Bonjour à tous, j'aime écrire des textes très torturés et j'ai beaucoup hésité à les montrer mais je me lance. Si celui ci est apprécié ou que les critiques sont constructives je partagerais les textes un peu plus troublants. Attention donc, ce texte n'en reste pas moins violent (en sens pas vraiment en terme).
Pleure
Pleure, pleure jusqu'à que toutes les larmes de ton corps te noie et cache ton corps mal-aimé par sa propriétaire.

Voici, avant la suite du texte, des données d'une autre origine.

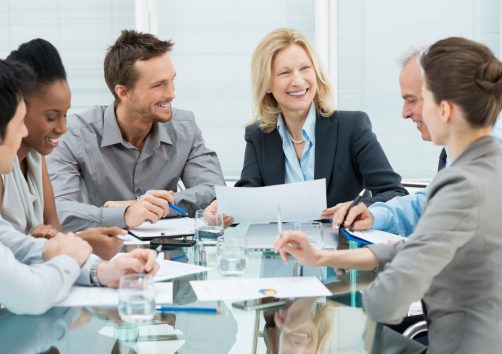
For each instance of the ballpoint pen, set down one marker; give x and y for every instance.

Perd toi dans tes pensées et suis tes démons qui t’emmène chaque soir un peu plus dans ton envie d'arrêter. Contemple ta propre lâcheté comme la lame qui tranche en mille morceau ton caractère ne laissant qu'une infime partie de toi, ensanglantée et impropre, détestée par les autre partie dans une autophagie.

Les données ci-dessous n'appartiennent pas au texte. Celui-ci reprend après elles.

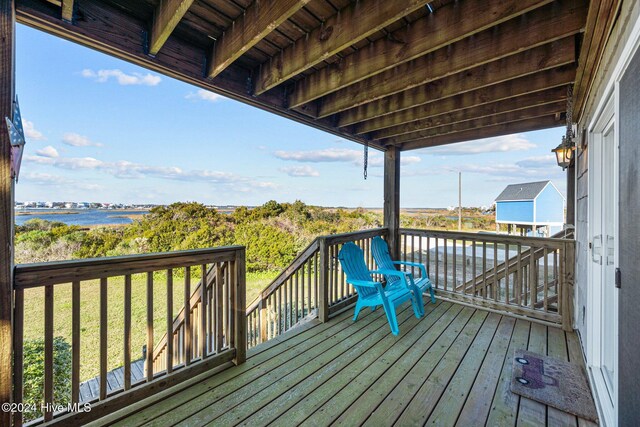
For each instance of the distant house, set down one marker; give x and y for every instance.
(530, 208)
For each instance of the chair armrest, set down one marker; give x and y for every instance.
(367, 283)
(402, 275)
(414, 264)
(389, 272)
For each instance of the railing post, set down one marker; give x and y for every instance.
(7, 89)
(323, 285)
(567, 286)
(263, 320)
(239, 307)
(392, 199)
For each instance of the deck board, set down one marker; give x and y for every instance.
(451, 367)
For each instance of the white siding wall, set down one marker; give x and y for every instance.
(629, 14)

Tu rejettes le bon des autres pour ton mauvais, enfermée sous une couche impénétrable de bon sens tu cherches des excuses. Mille regrets pour milles mauvais choix, tu ne t'es pas perdu, tu ne savais même pas ou aller. Le chemin des autres te paraît si clair, tu aimerais leur ressembler, trouver ça simple parfois et cette envie est si forte que le reflet de ton image dans les yeux des gens qui t'entourent ressemble à tout ce que tu détestes.
Ils te vampirisent tant que ton propre reflet n'existe pas, enfoui profondément au même endroit que ton envie de tout détruire, une bombe d'acide réduisant en poussière ce qu'elle touche que tu dissimules en toi, faisant peu à peu disparaître le terrain sain des démons qui t'habitent, qui fuient en cherchant à tout pris un moyen de sortir. Alors tu te blesses, te déçois et espère couler plus profond encore pour satisfaire ta folie destructive.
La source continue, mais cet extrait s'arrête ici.